= Fengsu Tongyi =

Almanac written by Ying Shao (c.195)

Fengsu Tongyi (風俗通義 (Comprehensive Meaning of Customs and Mores)), also known as Fengsu Tong (风俗通), is a book written about 195 AD by Ying Shao, who lived during the later Eastern Han period. The manuscript is similar to an almanac, which describes various strange and exotic matters of interest to the literati of the period, such as cultural practices, mystical beliefs, and musical instruments.

==Chapters==
There were originally a total of 30 chapters, but only 10 remain. These chapters were recompiled by the Northern Song scientist Su Song (蘇頌) from the works of Yu Zhongrong (庾仲容) and Ma Zong (馬總).

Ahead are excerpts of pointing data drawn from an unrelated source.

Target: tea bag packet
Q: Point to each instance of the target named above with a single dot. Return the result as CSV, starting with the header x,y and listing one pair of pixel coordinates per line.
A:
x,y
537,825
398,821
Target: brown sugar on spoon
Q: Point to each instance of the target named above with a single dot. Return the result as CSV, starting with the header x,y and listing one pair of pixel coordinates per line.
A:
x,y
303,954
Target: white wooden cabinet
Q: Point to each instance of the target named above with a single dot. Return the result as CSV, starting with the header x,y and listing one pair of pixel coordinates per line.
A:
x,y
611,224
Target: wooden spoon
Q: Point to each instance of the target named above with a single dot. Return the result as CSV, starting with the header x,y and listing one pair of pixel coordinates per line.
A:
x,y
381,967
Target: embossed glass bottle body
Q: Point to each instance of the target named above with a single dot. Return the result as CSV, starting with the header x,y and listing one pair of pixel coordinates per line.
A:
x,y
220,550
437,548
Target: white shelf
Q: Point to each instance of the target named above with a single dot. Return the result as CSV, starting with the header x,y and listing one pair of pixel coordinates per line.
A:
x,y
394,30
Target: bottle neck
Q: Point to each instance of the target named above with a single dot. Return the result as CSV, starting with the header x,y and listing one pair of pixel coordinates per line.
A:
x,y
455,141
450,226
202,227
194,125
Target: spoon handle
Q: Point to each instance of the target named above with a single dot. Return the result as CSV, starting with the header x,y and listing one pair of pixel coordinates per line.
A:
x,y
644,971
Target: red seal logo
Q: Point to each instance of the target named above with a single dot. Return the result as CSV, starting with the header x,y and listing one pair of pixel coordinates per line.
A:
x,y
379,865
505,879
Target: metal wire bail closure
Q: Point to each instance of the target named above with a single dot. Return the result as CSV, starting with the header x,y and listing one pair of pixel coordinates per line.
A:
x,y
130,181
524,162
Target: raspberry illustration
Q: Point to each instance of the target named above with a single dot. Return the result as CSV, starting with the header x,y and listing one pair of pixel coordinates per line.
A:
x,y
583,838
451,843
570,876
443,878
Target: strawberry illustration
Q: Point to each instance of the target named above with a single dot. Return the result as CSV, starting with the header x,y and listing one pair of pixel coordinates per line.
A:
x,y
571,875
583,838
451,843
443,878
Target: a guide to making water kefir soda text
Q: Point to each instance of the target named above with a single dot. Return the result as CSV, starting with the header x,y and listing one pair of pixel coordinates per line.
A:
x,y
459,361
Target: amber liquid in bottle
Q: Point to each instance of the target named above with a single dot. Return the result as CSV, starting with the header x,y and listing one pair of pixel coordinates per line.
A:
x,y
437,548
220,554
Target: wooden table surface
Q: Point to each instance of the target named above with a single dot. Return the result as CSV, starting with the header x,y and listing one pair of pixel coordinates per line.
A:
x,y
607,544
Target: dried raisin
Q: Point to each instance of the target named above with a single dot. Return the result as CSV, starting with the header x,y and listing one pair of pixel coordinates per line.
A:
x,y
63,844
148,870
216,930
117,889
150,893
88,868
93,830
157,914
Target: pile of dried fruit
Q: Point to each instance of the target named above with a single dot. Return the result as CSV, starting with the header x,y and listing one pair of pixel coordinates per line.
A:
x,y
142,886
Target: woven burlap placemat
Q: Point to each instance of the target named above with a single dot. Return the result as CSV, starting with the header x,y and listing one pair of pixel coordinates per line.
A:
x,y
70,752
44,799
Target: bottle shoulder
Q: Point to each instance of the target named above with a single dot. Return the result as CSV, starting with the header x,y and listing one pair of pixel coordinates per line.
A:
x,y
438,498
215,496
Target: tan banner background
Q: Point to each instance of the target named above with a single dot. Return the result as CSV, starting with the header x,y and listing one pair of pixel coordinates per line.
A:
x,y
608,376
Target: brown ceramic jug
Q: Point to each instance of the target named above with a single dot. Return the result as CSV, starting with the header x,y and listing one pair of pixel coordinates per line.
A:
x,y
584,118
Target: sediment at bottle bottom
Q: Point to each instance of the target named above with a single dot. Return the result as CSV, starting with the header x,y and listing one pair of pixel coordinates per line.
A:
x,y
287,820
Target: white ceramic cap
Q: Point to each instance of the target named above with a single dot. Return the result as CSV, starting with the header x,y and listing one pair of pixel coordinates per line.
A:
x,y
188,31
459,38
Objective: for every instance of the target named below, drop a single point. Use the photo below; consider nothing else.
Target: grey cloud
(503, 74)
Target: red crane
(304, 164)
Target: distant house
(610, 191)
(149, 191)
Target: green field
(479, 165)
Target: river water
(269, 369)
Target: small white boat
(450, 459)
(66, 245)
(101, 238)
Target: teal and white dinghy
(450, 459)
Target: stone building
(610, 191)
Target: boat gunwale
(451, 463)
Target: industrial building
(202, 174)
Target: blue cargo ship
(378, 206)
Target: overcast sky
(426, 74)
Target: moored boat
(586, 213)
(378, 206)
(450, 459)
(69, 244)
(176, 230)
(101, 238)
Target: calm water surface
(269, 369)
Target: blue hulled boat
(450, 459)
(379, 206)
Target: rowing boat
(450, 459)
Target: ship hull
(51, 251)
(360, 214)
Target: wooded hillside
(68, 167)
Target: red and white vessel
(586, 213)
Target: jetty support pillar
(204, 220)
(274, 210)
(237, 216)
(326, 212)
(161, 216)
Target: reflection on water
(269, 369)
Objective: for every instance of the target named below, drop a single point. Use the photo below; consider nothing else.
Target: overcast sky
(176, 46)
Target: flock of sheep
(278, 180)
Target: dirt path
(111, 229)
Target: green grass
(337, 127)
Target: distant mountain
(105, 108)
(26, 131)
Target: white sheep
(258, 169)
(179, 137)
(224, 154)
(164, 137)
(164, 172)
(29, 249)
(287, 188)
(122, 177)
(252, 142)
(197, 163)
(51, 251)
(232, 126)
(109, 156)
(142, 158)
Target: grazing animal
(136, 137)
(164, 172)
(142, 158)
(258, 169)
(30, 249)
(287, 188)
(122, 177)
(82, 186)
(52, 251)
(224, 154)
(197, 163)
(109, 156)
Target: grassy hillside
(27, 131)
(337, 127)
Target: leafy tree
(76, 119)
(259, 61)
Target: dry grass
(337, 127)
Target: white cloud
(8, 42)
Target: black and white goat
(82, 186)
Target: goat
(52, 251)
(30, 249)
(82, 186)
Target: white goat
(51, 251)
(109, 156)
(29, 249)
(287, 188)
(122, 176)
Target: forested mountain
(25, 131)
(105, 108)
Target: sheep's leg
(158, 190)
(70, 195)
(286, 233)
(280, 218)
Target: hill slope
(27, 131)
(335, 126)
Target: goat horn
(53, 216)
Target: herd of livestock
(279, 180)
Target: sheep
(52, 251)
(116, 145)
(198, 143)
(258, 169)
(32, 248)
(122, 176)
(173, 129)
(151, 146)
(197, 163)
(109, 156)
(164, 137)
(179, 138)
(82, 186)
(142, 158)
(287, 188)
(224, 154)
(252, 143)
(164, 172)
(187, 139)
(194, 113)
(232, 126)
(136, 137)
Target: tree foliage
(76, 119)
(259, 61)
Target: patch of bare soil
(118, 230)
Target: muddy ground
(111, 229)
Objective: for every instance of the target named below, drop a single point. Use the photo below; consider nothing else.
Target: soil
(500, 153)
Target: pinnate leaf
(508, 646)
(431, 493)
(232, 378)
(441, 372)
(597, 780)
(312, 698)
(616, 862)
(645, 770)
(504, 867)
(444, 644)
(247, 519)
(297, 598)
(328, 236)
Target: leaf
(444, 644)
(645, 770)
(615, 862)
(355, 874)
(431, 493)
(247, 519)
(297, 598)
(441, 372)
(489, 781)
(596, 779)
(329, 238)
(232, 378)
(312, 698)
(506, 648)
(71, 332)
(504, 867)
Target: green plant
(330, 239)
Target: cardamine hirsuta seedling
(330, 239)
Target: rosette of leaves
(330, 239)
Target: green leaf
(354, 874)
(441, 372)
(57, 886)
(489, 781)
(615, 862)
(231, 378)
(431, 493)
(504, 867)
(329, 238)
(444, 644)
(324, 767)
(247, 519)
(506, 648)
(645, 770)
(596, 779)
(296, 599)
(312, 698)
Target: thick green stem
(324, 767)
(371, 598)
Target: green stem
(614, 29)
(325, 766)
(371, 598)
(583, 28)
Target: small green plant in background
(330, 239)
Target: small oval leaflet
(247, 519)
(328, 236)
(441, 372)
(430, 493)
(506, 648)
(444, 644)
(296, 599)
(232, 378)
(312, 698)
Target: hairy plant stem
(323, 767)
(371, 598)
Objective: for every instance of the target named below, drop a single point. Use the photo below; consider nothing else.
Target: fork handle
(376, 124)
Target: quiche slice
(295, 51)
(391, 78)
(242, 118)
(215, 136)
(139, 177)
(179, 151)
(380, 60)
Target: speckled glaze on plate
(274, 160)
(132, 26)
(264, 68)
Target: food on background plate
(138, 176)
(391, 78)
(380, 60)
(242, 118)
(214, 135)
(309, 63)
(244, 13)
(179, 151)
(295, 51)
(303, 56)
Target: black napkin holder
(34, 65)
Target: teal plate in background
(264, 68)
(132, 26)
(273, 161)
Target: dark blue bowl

Some fragments of the lost chapters exist as quotations in other Chinese texts.
1. 皇霸 Huangba
2. 正失 Zhengshi
3. 愆禮 Yanli
4. 過譽 Guoyu
5. 十反 Shifan
6. 聲音 Shengyin
7. 窮通 Qiongtong
8. 祀典 Sidian
9. 怪神 Guaishen
10. 山澤 Shanze

The twenty lost chapters are: Xinzheng 心政, Guzhi 古制, Yinjiao 陰教, Bianhuo 辨惑, Xidang 析當, Shudu 恕度, Jiahao 嘉號, Zhengcheng 徽稱, Qingyu 情遇, Xingshi 姓氏, Huipian 諱篇, Shiji 釋忌, Jishi 輯事, Fuyao 服妖, Sangji 喪祭, Gongshi 宮室, Shijing 市井, Shuji 數紀, Xinqin 新秦, and Yufa 獄法.